Abhinava (Abhinav) Shivakumar Sadasivarao

Abhinava (Abhinav) Shivakumar Sadasivarao is a senior systems architecture engineer at Infinera. He has been with Infinera since 2012 and works in the Systems Architecture group focusing on system requirements' specification and software architecture for Infinera's DCI/Cloud platforms. In the past, he was involved in multiple first-of-a-kind PoCs of SDN applicability to optical transport, resulting in numerous vendor interop demonstrations. He completed his graduate studies at Carnegie Mellon University (MS '12) and has (co)authored peer-reviewed (and invited) publications at IEEE, ACM and OSA conferences.
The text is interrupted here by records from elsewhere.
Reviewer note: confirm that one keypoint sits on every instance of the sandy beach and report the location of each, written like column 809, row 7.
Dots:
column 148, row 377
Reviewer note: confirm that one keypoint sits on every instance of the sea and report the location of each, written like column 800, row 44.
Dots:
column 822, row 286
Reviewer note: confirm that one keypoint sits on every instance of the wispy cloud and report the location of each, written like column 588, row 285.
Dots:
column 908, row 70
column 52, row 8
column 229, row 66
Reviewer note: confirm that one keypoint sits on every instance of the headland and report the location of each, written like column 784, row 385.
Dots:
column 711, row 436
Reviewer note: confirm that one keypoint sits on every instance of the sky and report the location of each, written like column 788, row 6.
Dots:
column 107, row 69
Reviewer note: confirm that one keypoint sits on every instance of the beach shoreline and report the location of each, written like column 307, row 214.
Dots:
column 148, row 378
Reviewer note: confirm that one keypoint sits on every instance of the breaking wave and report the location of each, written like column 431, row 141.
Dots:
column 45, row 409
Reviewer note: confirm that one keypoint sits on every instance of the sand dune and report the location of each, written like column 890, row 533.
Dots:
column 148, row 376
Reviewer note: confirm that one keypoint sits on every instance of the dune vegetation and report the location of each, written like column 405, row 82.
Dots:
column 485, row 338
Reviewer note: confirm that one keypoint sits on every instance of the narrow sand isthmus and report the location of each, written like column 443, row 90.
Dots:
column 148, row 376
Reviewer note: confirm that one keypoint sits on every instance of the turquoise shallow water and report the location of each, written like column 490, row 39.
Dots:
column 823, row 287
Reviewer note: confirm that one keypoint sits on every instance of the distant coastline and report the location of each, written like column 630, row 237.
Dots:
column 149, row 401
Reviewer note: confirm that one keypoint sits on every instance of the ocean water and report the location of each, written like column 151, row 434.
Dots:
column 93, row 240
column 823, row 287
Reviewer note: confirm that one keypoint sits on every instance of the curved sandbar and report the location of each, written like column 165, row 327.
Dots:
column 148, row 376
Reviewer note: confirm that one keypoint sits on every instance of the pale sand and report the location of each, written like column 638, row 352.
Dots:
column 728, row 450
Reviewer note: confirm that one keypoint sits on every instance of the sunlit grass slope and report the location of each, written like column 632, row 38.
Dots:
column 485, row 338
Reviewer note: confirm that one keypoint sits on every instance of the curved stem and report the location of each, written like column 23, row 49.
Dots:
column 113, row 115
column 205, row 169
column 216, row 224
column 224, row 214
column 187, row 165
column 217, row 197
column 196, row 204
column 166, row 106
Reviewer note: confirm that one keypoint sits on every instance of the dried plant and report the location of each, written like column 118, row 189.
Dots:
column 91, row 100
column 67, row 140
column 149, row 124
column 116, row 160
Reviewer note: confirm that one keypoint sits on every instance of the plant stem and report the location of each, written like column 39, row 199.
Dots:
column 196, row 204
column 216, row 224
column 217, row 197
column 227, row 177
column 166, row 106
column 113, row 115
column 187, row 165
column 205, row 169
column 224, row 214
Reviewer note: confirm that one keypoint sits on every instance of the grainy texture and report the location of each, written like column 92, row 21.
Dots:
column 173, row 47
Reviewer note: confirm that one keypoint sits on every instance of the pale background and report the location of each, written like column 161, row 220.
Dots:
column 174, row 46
Abhinav hails from the beautiful garden city Bengaluru (India) where he completed his undergraduate studies.

Tutorial 4

Title

Efficient Communication in GPU Clusters with GPUDirect Technologies

Speakers

Davide Rossetti and Sreeram Potluri (NVIDIA)

Abstract

Discrete GPUs have become ubiquitous in computing platforms. State-of-the-art GPUs are connected on a compute node via the PCI-Express bus and have dedicated on-board high-bandwidth memory. Efficiently feeding data to the GPU and streaming results out of the GPU is critical to maximize the utilization of compute resources on the GPU. GPUDirect is a family of technologies that allow peer GPUs, CPU, third party network adapters, solid-state drives and other devices to directly read and write to a GPU device memory. They eliminate unnecessary memory copies and dramatically reduce CPU overhead involved in moving data from/to GPU device memory. This can result in significant improvements in communication performance for applications. GPUDirect Async, the most recent addition to this technology suite, also allows a GPU to trigger and poll for completion of operations performed by a third-party I/O device. In this tutorial, we provide an overview of GPUDirect family of technologies. We then go into details of each of the technologies including GPUDirect Peer-to-peer, GDR Copy, GPUDirect RDMA and GPUDirect Async. We present the capabilities in NVIDIA GPU hardware and software that enable these technologies. We provide details of user mode and kernel mode API that allow developers to add GPUDirect capabilities in communication libraries and network drivers. We also provide an overview of how node architectures can impact the performance of GPUDirect technologies.

Bio

Davide Rossetti

Davide Rossetti is lead engineer for GPUDirect at NVIDIA. Before he spent more than 15 years at INFN (Italian National Institute for Nuclear Physics) as researcher; while there he has been member of the APE experiment, participating to the design and development of two generations of APE super-computers, and main architect of two FPGA-based cluster interconnects, APEnet and APEnet+. His research and development activities are in the fields of design and development of parallel computing architectures and high-speed networking interconnects optimized for numerical simulations, in particular for Lattice Quantum Chromodynamics (LQCD) simulations, while his interests spans different areas such as HPC, computer graphics, operating systems, I/O technologies, GPGPUs, embedded systems, digital design and real-time systems. He has a Magna Cum Laude Laurea in Theoretical Physics (roughly equivalent to a Master degree) and published more than 50 papers.

Sreeram Potluri

Sreeram Potluri is a Senior Software Engineer at NVIDIA. He works on designing technologies that enable high performance and scalable communication on clusters with NVIDIA GPUs. His research interests include high-performance interconnects, heterogeneous architectures, parallel programming models and high-end computing applications. He received his PhD in Computer Science and Engineering from The Ohio State University. He has published over 30 papers in major peer-reviewed journals and international conferences.